GenePattern Server Settings

You can connect to any running GenePattern server to run the analysis (provided it has the required module installed). An example configuration of the "GenePattern Server Settings" tab is shown here:


GP Server Settings.png


To run GenePattern components, a GenePattern account is required.

Pushing "Modify" brings up an editing box where any of the settings can be changed.

  • Protocol - HTTP or HTTPS, depending on the server being used.
  • Host - URL of a GenePattern server.
  • Port - Port at which the GenePattern server is located on the Host machine.
  • Username - A valid user name on the specified GenePattern server.
  • Password - A password, if required by the specified server.

Results

After the Consensus Clustering algorithm completes, the result for each value of kmax is placed into the Workspace as a new data matrix file. The picture below shows the four new data matrix nodes in addition to the original dataset (highlighted).

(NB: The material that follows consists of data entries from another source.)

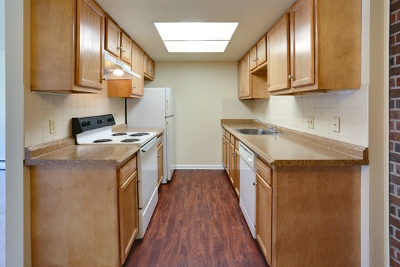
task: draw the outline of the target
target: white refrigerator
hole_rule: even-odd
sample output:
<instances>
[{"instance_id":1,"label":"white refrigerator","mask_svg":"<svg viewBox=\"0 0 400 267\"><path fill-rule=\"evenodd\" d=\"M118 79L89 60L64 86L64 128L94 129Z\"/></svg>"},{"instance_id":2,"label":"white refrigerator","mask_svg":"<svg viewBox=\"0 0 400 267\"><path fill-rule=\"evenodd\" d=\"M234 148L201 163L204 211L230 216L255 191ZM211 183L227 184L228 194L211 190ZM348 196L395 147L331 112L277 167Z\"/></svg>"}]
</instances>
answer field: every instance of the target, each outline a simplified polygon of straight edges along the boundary
<instances>
[{"instance_id":1,"label":"white refrigerator","mask_svg":"<svg viewBox=\"0 0 400 267\"><path fill-rule=\"evenodd\" d=\"M162 128L164 132L164 177L171 180L175 166L174 92L169 87L144 88L141 98L126 100L128 128Z\"/></svg>"}]
</instances>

Consensus clustering result nodes.png


The sets of arrays or markers belonging to each cluster in a particular result are stored in a new Array or Marker context of the parent data node. The picture below shows the array sets placed into the Markers/Arrays component. One of the sets has been opened to show the 5 array members.


Consensus clustering array sets open.png


In the figure below, the data node resulting from a run with kmax=5 (base.sub80.srt.5.exp) has been selected in the Workspace. The clustering result can be viewed in the Color Mosaic component as shown below.

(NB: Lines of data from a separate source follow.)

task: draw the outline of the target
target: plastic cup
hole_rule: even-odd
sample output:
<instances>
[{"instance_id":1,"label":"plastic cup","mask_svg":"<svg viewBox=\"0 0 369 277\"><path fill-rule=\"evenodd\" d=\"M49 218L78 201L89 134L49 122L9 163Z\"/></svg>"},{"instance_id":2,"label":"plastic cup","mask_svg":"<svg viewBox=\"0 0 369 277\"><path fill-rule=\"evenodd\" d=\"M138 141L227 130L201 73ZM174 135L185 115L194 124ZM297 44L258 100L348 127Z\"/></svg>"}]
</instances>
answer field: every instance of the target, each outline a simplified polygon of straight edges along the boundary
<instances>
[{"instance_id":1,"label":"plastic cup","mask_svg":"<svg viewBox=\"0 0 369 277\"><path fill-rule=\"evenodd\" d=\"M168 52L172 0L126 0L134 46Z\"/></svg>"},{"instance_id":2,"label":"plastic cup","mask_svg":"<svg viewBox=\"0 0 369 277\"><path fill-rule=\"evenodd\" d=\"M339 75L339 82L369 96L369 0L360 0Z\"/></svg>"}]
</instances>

Consensus clustering result color mosaic.png

Access to Original Output Files

A special file browser is also provided, which can be activated by selecting the "Cluster Results" node under the parent data node in the Workspace. Any desired result file can be selected and exported to disk in its native format. The files returned include the clusters represented in the GenePattern GCT format, the cluster statistics files, and individual clusters.

  • Select - check the box for files to be saved to disk.
  • Save selected file - save the selected files to disk.


Consensus clustering output files.png

References - GenePattern

  • Reich M, Liefeld T, Gould J, Lerner J, Tamayo P, Mesirov JP (2006) GenePattern 2.0 Nature Genetics 38 no. 5 (2006): pp500-501 doi:10.1038/ng0506-500. (PubMed 16642009)
  • GenePattern modules documentation.

References - Consensus Clustering

Monti S, Tamayo P, Mesirov J, and Golub T. Consensus Clustering: A resampling-based method for class discovery and visualization of gene expression microarray data (2003) Machine Learning Journal 52(1-2):91-118.